Effectivement quelques jours plus tard je fus appelé pour une
mission d'aide du 9 au 16 septembre à Norcia, ville déjà victime
d'un tremblement de terre en 1997 et surtout connue pour son excellent
prosciutto et autres produits de charcuterie.
Les premiers jours après un tremblement de terre sont frénétiques:
il s'agit de retrouver les personnes ensevelies le plus rapidement
possible, un travail très dangereux à cause des secousses
secondaires qui affaiblissent des structures déjà fragilisées et
ce alors que les infrastructures (communication, électricité, eau,
etc) ont été détruites ou fort endommagées. C'est un travail de
spécialistes principalement entrepris par des équipes cynophiles et par les pompiers, aidés de la population locales. Les
volontaires comme moi ne sont pas entrainés à déblayer les ruines
ou retrouver les personnes ensevelies.
Les villages touchés sont débordés et leurs infrastructures
(sanitaires, logements, etc..) peuvent rarement suffire aux besoins
de la population et encore plus difficilement à ceux des volontaires
qui affluent, il est donc frequent de voir les volontaires
individuels “refoulés” quand ils se présentent seuls pour aider
(comme Rémi en a fait l'expérience). La protezione civile
fournit les infrastructures nécessaires (logement, sanitaires,
electricité, etc.) non seulement à la population locale mais aussi
à tous ses volontaires pour éviter de créer une surcharge aux
infrastructures locales.
notre équipe sous la tente |
notre tente |
le campement |
notre tente |
A notre arrivée à Norcia nous nous présentons au centre de
commandement de la protezione civile parmi une foule de
pompiers avec leur matériel, d' infirmiers et docteurs de la croix
rouge italienne, de membres de la police locale, de carabiniers,
gardes forestiers et bien d'autres équipes, le parking ressemble à
une exposition de véhicules de secours: grues, longues échelles, pick-ups, containers, ambulances, etc..

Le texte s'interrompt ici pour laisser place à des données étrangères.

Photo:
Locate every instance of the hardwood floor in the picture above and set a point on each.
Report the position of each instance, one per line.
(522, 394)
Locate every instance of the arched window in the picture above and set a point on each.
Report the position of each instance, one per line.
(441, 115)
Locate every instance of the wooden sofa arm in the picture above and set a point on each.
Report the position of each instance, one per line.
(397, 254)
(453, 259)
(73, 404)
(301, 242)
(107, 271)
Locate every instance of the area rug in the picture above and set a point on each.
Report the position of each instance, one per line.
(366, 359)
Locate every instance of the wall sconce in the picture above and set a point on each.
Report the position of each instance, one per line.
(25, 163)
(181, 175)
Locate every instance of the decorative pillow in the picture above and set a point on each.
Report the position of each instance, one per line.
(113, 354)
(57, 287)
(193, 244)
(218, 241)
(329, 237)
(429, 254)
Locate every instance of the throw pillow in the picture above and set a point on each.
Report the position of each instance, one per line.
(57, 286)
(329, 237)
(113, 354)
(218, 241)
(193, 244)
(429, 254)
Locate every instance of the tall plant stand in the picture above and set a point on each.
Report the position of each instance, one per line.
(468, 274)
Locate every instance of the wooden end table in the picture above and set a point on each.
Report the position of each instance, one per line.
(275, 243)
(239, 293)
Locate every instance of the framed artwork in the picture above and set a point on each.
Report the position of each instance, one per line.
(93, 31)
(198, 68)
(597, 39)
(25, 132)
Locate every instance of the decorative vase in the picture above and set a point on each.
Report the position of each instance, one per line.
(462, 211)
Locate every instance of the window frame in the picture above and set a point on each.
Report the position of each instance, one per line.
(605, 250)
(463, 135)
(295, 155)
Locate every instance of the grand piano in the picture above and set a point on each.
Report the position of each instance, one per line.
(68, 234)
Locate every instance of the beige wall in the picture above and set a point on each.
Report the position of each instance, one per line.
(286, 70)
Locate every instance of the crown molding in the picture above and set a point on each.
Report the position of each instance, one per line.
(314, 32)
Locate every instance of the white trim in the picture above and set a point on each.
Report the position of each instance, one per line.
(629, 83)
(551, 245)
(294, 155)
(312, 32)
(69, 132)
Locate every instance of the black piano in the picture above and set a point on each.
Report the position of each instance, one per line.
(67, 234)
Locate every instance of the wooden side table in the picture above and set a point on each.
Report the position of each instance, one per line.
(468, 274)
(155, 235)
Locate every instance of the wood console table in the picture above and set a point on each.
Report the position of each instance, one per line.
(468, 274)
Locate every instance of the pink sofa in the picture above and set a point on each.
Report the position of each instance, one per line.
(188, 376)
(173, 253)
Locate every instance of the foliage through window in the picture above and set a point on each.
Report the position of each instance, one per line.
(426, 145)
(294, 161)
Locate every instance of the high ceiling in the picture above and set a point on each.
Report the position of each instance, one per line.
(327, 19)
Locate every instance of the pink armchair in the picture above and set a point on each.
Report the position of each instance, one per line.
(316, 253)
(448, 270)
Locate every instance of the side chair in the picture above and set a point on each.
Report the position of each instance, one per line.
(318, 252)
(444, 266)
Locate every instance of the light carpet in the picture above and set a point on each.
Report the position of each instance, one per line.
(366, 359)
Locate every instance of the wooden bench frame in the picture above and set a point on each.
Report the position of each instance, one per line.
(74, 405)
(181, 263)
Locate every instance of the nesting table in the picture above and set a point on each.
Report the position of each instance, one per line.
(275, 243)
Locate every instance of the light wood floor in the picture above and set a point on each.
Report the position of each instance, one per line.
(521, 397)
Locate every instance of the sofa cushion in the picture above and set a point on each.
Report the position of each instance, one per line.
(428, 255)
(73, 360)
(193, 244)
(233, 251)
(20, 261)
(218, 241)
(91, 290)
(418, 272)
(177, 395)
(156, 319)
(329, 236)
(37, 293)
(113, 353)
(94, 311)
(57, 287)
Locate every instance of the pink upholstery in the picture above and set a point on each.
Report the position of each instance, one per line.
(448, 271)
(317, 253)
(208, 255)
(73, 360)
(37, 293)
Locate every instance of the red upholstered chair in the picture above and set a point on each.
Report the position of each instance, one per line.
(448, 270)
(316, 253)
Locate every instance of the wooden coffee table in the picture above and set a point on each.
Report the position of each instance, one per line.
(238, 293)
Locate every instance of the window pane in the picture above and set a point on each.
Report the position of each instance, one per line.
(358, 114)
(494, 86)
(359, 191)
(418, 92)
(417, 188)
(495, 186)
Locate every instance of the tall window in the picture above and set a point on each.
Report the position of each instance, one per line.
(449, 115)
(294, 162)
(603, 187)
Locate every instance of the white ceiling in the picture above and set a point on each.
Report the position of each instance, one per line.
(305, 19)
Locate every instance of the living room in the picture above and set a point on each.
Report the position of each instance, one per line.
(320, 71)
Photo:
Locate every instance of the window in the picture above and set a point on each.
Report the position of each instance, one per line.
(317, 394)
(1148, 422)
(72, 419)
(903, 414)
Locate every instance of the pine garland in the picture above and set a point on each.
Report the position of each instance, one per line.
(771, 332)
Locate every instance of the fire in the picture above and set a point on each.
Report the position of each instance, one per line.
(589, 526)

Le building choisi sert de centre d'accueil pour les équipes de
volontaires, pour les personnes sinistrées, de salle de réunion, de
dortoir, mais bien que donnant une impression de désordre on sent
que le travail s'accomplit relativement efficacement et logiquement.
centre commandement protezione civile Norcia |
Les sinistrés sont logés soit sous des tentes soit dans un gymnase
sur des lits de camp: 100-120 personnes, enfants, vieillards sans
aucune intimité, des sanitaires consistants en 1 WC et 2 douches
pour les hommes et la meme chose pour les femmes. Les repas sont pris
à une cantine temporaire où les volontaires mangent aussi;
nourriture adéquate mais sans plus. Ceci alors qu'ils ont perdu leur
maison ou qu'elle a été déclarée dangereuse, sans savoir ce que
leur réserve l'avenir. Difficile à gérer malgré l'assistance
psychologique qui leur est offerte. Le pire est que beaucoup d'entre
eux ont vécu la meme chose lors du tremblement de terre de 1997 dans
cette meme ville de Norcia
à la cantine |
notre coordinateur |
que d'eau, que d'eau! |
spaghetti pesce di mare |
Notre premier travail consiste à sortir le matériel (bancs, bureaux
et livres) d'une école primaire déclarée dangereuse avec
l'assistance des pompiers. Travail qui doit s'effectuer par les
escaliers pour éviter d'être bloqué dans l'ascenseur en cas de
secousses. Ensuite montage des tentes (gonflables) qui serviront de
salles de classe pour les enfants et installation des bancs et
bureaux à l'intérieur.
Ces tentes sont lourdes et malaisées à déplacer mais heureusement
se gonflent par compresseur et générateur, difficile d'imaginer un
gonflage à main mais la pompe est fournie en cas d'absence de
courant!
A l'intérieur l'odeur de plastique est très forte et la température
monte rapidement sous le soleil de midi, je ne sais pas comment
feront les élèves et professeurs pour rester plus d'une heure à
l'intérieur!
montage des tentes gonflables |
montage des tentes |
pliage des tentes |
La protezione civile est sous l'autorité du maire de la
ville. en cas de tremblement de terre celui-ci requiert immédiatement
l'installation de plusieurs tentes pour y loger les personnes (entre
6 et 8 par tente) qui ne veulent pas dormir chez elles, que ce soit
par peur, ou par nécessité, si leur maison est déclarée
inhabitable. C'est lui qui décide du nombre de tentes. Notre rôle
est de monter ces tentes et après l'urgence de les démonter.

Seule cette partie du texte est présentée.